Scenario: I have a dataframe with multiple columns. Four of them (A_Id, FF_Id, Date and Output) are relevant.
Objective: I am trying to extract these columns and create a dataframe with the format Index=A_Id, Columns=F_Id, and the values come from the column Output. Whenever there are two or more values of a given combination of A and F, use the column Date to select the latest available.
Data Sample: Each given A_Id entry has a value in combination with each F_Id entry. a given combination can have 2 or more results with different dates . There are 10 unique F_Id, 7000 A_Id. Here is a subset
FId Date Output AId
628 2020/12/31 Yes 1
629 2020/12/31 No 1
080 2020/12/31 No 1
081 2020/12/31 No 1
628 2020/12/31 Yes 2
629 2020/12/31 No 2
080 2020/12/31 No 2
081 2020/12/31 No 2
628 2021/12/31 Yes 3
629 2021/12/31 Yes 3
080 2021/12/31 No 3
081 2021/12/31 No 3
628 2020/12/31 Yes 14
629 2020/12/31 No 14
080 2020/12/31 No 14
081 2020/12/31 No 14
628 2021/12/31 Yes 14
629 2021/12/31 No 14
080 2021/12/31 No 14
081 2021/12/31 No 14
628 2020/12/31 Yes 15
629 2020/12/31 No 15
080 2020/12/31 No 15
081 2020/12/31 Yes 15
Desired ouptut: A Matrix using A_ID as the index and F_Id as columns. Either in one dataframe with 2d, where the first dimension has Output and the Second has the Dates:
4628 4629 5080 5081 4628 4629 5080 5081
1 Yes No No No 2020/12/31 2020/12/31 2020/12/31 2020/12/31
2 Yes No No No 2020/12/31 2020/12/31 2020/12/31 2020/12/31
3 Yes Yes No No 2021/12/31 2021/12/31 2021/12/31 2021/12/31
14 Yes No No No 2021/12/31 2021/12/31 2021/12/31 2021/12/31
15 Yes No No Yes 2020/12/31 2020/12/31 2020/12/31 2020/12/31
or two different dataframes, of the same size, one with Output and the other with Dates:
4628 4629 5080 5081
1 Yes No No No
2 Yes No No No
3 Yes Yes No No
14 Yes No No No
15 Yes No No Yes
4628 4629 5080 5081
1 2020/12/31 2020/12/31 2020/12/31 2020/12/31
2 2020/12/31 2020/12/31 2020/12/31 2020/12/31
3 2021/12/31 2021/12/31 2021/12/31 2021/12/31
14 2021/12/31 2021/12/31 2021/12/31 2021/12/31
15 2020/12/31 2020/12/31 2020/12/31 2020/12/31
Obs: There are cases like A_Id 14, where the Outputs are available for two dates. In this case, I am trying to select the Output value for the latest available date, and that date for reference.

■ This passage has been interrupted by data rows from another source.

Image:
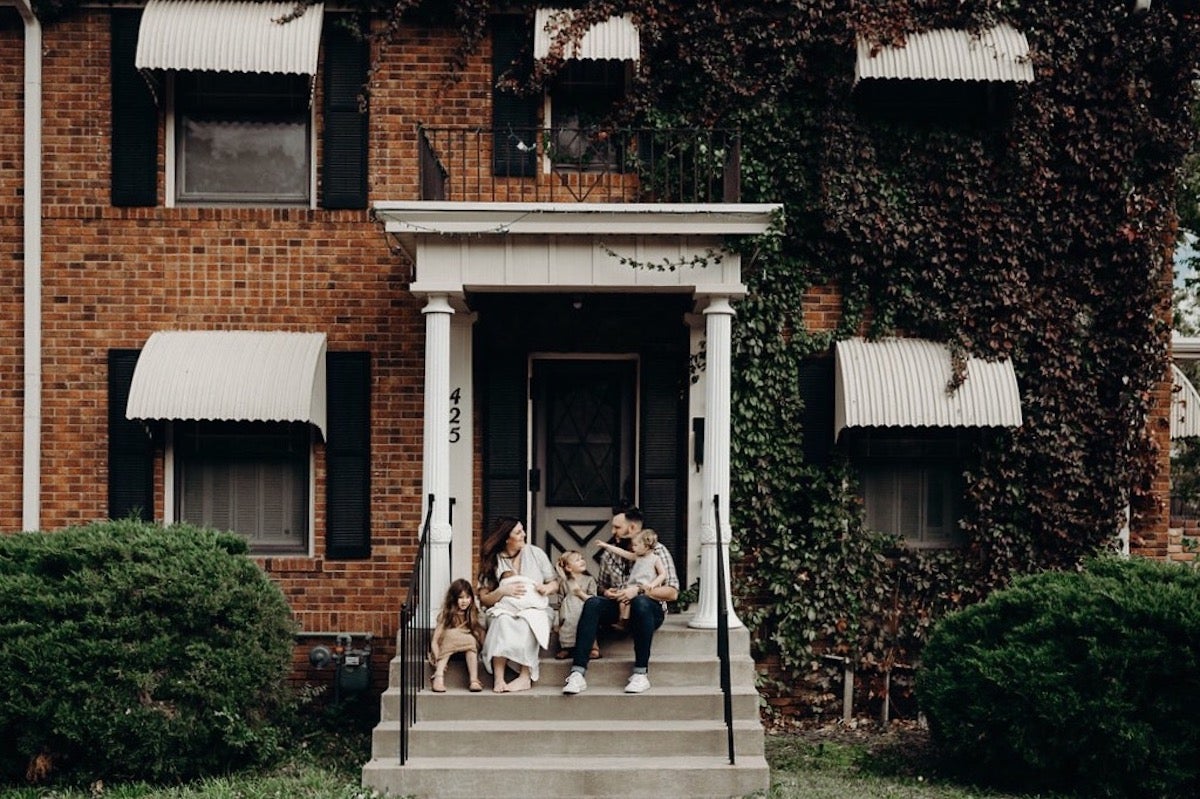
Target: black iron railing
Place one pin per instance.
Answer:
(414, 634)
(580, 164)
(723, 628)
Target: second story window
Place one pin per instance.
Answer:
(243, 138)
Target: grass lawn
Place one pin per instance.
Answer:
(831, 762)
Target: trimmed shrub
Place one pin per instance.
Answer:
(1079, 683)
(135, 652)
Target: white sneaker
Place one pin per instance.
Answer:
(637, 683)
(575, 683)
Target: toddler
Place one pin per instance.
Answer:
(457, 630)
(647, 571)
(575, 586)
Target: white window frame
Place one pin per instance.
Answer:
(172, 155)
(171, 500)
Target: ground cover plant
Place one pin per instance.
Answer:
(136, 652)
(1081, 682)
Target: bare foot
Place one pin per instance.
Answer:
(521, 683)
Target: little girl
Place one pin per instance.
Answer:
(575, 586)
(647, 570)
(459, 630)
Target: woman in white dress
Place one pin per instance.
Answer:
(513, 641)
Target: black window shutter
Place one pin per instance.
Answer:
(135, 142)
(816, 392)
(660, 494)
(514, 116)
(348, 456)
(345, 155)
(130, 450)
(504, 395)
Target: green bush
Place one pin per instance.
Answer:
(136, 652)
(1073, 682)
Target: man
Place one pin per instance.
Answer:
(648, 607)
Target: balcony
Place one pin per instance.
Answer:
(580, 164)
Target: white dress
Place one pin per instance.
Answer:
(513, 636)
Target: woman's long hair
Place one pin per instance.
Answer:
(490, 550)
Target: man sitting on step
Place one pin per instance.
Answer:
(647, 607)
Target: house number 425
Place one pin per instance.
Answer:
(455, 415)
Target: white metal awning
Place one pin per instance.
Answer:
(229, 36)
(1185, 406)
(231, 374)
(997, 54)
(616, 38)
(903, 383)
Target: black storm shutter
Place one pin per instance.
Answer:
(130, 450)
(135, 145)
(345, 155)
(504, 389)
(514, 116)
(348, 456)
(660, 494)
(816, 392)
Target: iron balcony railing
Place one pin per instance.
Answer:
(414, 634)
(580, 164)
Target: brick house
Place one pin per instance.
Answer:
(239, 298)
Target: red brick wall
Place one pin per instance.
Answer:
(114, 276)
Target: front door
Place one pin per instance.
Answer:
(583, 445)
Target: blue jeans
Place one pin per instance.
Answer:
(645, 617)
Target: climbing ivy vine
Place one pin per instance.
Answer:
(1042, 235)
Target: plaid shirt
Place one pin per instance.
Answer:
(615, 570)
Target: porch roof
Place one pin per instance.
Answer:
(231, 374)
(903, 383)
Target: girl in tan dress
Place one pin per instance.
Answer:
(459, 630)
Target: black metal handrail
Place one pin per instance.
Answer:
(414, 634)
(723, 629)
(580, 163)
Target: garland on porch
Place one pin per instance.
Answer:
(1044, 239)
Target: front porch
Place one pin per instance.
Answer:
(669, 742)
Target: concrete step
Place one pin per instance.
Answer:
(667, 668)
(466, 775)
(599, 702)
(574, 738)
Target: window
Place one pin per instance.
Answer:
(243, 138)
(918, 503)
(251, 478)
(911, 481)
(583, 98)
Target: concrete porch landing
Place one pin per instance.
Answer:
(669, 742)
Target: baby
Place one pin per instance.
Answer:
(514, 605)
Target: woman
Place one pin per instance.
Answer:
(513, 638)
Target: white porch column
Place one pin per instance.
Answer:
(436, 466)
(718, 331)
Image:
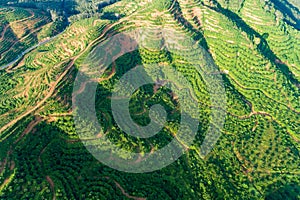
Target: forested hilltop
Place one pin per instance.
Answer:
(255, 46)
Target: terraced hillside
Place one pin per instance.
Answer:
(253, 43)
(19, 31)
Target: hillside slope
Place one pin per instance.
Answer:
(254, 43)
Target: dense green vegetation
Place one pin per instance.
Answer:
(254, 43)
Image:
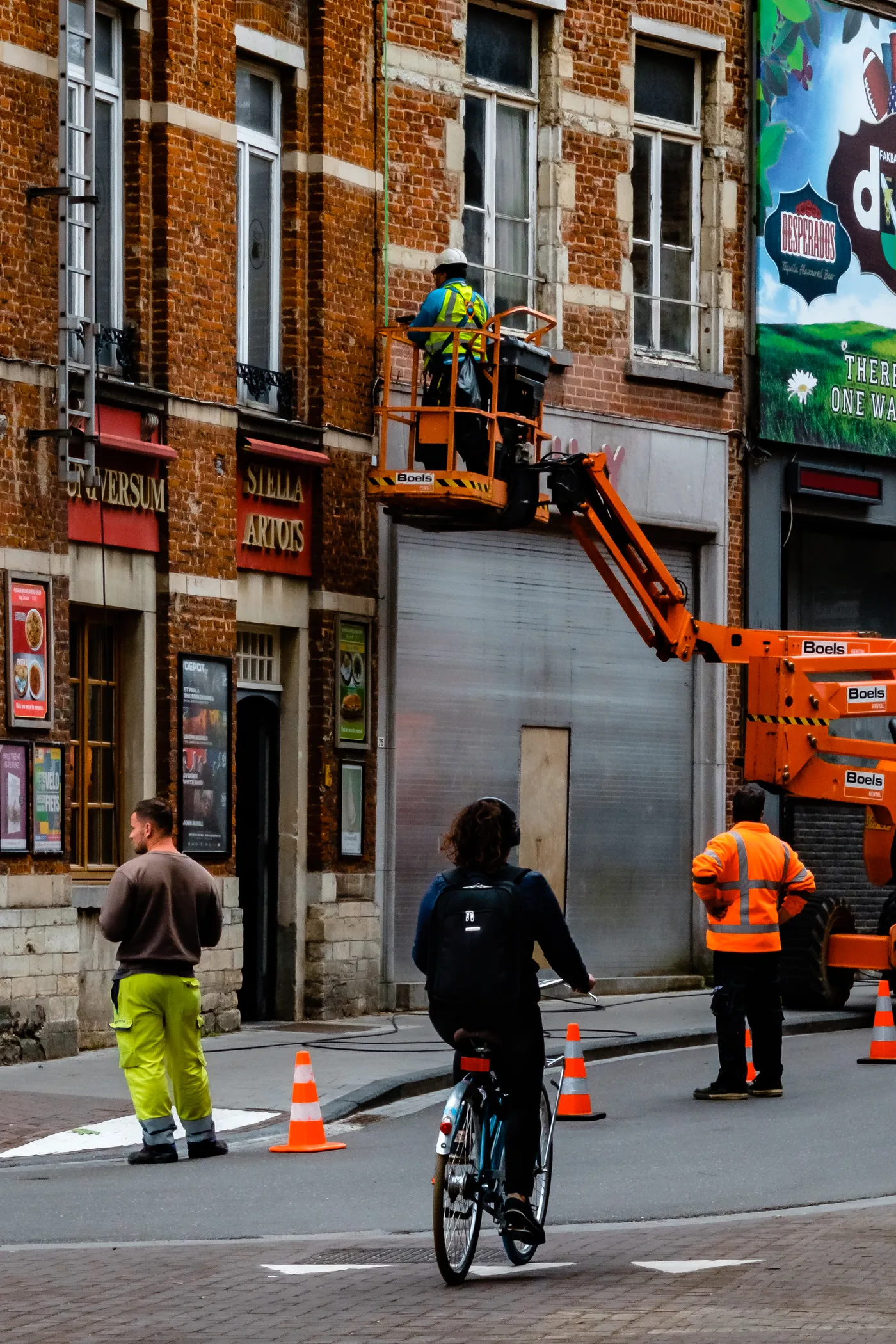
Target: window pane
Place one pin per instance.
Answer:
(664, 85)
(677, 200)
(104, 218)
(499, 47)
(259, 257)
(512, 162)
(641, 186)
(474, 152)
(104, 52)
(254, 101)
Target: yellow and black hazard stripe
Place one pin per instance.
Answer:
(788, 719)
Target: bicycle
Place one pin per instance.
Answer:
(469, 1164)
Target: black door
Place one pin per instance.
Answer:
(257, 834)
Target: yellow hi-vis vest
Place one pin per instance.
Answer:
(461, 307)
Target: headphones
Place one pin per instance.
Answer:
(509, 824)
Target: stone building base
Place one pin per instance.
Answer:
(343, 944)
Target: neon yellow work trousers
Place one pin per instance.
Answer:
(157, 1026)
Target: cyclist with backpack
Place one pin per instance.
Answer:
(476, 933)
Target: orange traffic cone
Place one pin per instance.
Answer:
(751, 1069)
(883, 1037)
(305, 1121)
(575, 1100)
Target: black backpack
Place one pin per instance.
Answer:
(474, 944)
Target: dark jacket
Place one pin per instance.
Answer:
(540, 921)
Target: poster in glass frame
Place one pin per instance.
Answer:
(351, 811)
(205, 730)
(30, 647)
(47, 785)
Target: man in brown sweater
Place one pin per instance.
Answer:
(163, 909)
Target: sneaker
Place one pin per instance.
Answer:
(761, 1089)
(715, 1092)
(207, 1148)
(520, 1222)
(152, 1153)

What I tried 1: First I tried passing the Output and Date columns into the pivot_table function.:
# source df is read from the raw data on an excel spreadsheet
list_aid =[source['A_Id']]
list_fid = [source['F_Id']]
list_answer = [source['Output']]
testdf33 = source[['AgentId','FactorId','Answer','Date']].pivot_table(values=['Answer','Date'],
index='AgentId',
columns='FactorId',
aggfunc={'Answer': lambda x: ' '.join(x), 'Date': lambda x: ' '.join(x)})
Issue 1: When running this, there is the error, because I am passing a Datestime whereas the function was expecting a string.
TypeError: sequence item 0: expected str instance, Timestamp found
What I tried 2: I forcibly changed the data in the Datecolumn into str format:
testdf11 = source[['AgentId','FactorId','Answer','Date']]
testdf11['Date'] = testdf11['Date'].astype(str)
testdf33 = testdf11.pivot_table(values=['Answer','Date'],
index='AgentId',columns='FactorId',
aggfunc={'Answer': lambda x: ' '.join(x),
'Date': lambda x: ' '.join(x)})
Obs2: This gives me all the data aggregated, but I only need the latest output/dates, not an aggregation of whatever is available.
Question: How can I output only the Output/Date combination for the latest available date?